The most popular medium:

art_joined %>%
  filter(!is.na(medium),
         !is.na(decade)) %>%
  count(decade, medium, sort = T) %>%
  filter(n > 50) %>%
  group_by(decade) %>%
  slice_max(n, n = 1) %>%
  ungroup() %>%
  ggplot(aes(decade, n, fill = medium)) +
  geom_col() +
  scale_y_log10() +
  scale_x_continuous(breaks = seq(1700, 2000, 50)) +
  labs(y = "# of artwork",
       title = "The Most Popular Medium per Decade")

When did the artwork come along?

art_joined %>%
  count(year) %>%
  filter(!is.na(year)) %>%
  ggplot(aes(year, n)) +
  geom_line() +
  scale_x_continuous(breaks = seq(1600, 2000, 50)) +
  labs(y = "# of artwork",
       title = "Yearly # of Artwork Count") 

A significant number of pieces of art are from early 1800 to 1850.

art_joined %>%
  filter(!str_detect(title, "\\["),
         !title %in% c("Blank", "Untitled"),
         !str_detect(title, ", Etc\\."),
         str_length(title) < 30) %>%
  count(title, decade, sort = T) %>%
  filter(n > 20) %>%
  bind_log_odds(decade, title, n) %>%
  filter(log_odds_weighted != Inf) %>%
  group_by(title) %>%
  slice_max(log_odds_weighted, n = 1) %>%
  ungroup() %>%
  mutate(title = paste0(title, "(", decade, ")")) %>%
  mutate(title = fct_reorder(title, log_odds_weighted)) %>%
  ggplot(aes(log_odds_weighted, title, fill = n)) +
  geom_col() +
  labs(x = "weigthed log odds",
       y = "title and year",
       fill = "# of artwork",
       title = "What Title is Most Characteristic to Decade?")
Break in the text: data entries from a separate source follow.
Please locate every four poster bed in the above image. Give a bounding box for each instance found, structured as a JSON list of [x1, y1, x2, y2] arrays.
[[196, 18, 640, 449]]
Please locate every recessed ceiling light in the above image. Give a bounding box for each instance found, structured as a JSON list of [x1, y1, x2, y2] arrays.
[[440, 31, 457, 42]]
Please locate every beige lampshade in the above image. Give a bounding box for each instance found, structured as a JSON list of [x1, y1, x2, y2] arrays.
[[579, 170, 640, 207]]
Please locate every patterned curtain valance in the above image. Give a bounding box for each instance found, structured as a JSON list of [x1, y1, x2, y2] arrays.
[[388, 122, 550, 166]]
Who spent most time on one artwork piece on average?

art_joined %>%
  add_count(name, age) %>%
  distinct(name, age, n) %>%
  filter(n > 50,
         age < 100) %>%
  mutate(avg_yr_per_work = age/n) %>%
  arrange(desc(avg_yr_per_work)) %>%
  head(10) %>%
  mutate(name = paste0(name, "(", age, ")"),
         name = fct_reorder(name, avg_yr_per_work)) %>%
  ggplot(aes(avg_yr_per_work, name, fill = n)) +
  geom_col() +
  labs(x = "average years per artwork",
       y = "name and age",
       fill = "# of artwork pieces",
       title = "Top 10 Artists Spending Longest Time on Artwork")

art_joined %>%
  mutate(birth_country = str_remove(place_of_birth, "^.+,\\s"),
         death_country = str_remove(place_of_death, "^.+,\\s"),
         immigration = if_else(birth_country == death_country, "Same", "Immigration")) %>%
  distinct(name, birth_country, .keep_all = T) %>%
  filter(immigration == "Immigration") %>%
  count(birth_country, death_country, sort = T) %>% 
  mutate(birth_country = fct_lump(birth_country, n = 5),
         death_country = fct_lump(death_country, n = 10)) %>%
  group_by(death_country) %>%
  mutate(pct_death = n/sum(n)) %>%
  ungroup() %>%
  ggplot(aes(pct_death, death_country, fill = birth_country)) +
  geom_col() +
  scale_x_continuous(labels = scales::percent) +
  labs(x = "immigration percentage",
       y = "country of death",
       fill = "country of birth",
       title = "Where did Artists Immigrate from where They were Born?")